Just recently had Hugging Face, a chatbot startup, raised $4 million in seed money, much to the awe of tech world. The digital companion lets ‘bored teenagers’ exchange ‘text messages, photos and emojis’ to make the bot know what they feel like.

The chatbot Ella on the website www.pille-danach.de and Tabatha from Facebook Messenger have managed to earn good track records in the healthcare industry.

Ella has come at a time when the company was looking for an ‘easy-to-talk-to dialogue partner’ to advice women who have taken the morning-after pill. “In that situation, most women are emotionally heavily taxed and often unsure – unsure who to talk to and where to find the answers to their questions. With our conversation design, Ella guides them through the most important questions and helps to quickly get the urgently needed information on the morning-after pill,” the portal Raconteur.net quotes Nadine Scholl, a brand manager for women’s health.

 

In a study by Stanford University, Woebot, another one in the league, was noted to have reduced anxiety and depression in 18-28-year-olds. The bot reports once a day, asking questions like ‘how are you feeling’ or ‘what is your energy like?’

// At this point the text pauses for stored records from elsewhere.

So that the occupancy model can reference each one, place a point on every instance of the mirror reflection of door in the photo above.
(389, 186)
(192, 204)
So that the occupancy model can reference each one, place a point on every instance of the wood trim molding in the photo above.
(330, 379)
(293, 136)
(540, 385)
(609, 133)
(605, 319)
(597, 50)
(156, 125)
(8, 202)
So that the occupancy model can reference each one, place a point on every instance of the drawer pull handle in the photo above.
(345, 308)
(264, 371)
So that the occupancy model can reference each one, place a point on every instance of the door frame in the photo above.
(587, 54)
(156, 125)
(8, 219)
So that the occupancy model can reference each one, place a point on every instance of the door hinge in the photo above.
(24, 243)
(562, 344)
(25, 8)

Then there is Tabatha to bring medical advice to people having symptoms of asthma. It helps them with self-identification of the disease rather than being a  doctor.

Another EI-powered chatbot, Replika, has been downloaded over two million times since it was launched last November. Developed by Eugenia Kuyda, it was a ‘digital memorial’ for dear friend Roman Mazurenko. For many, Replika is now a friend to ‘celebrate victories, lament failures and trade weird internet memes’.

 

Machines taking over men has always been debated and these EI-enabled chatbots are no exception as they “raise questions about the ever more intimate relationships between humans and computers,” writes Wired.com.

Once it grows from the state of infancy and  goes beyond the big E’s — emotion and entertainment — there are wider implications in healthcare, public relations, marketing and communications, education, global PR, legal, manufacturing and transportation sectors.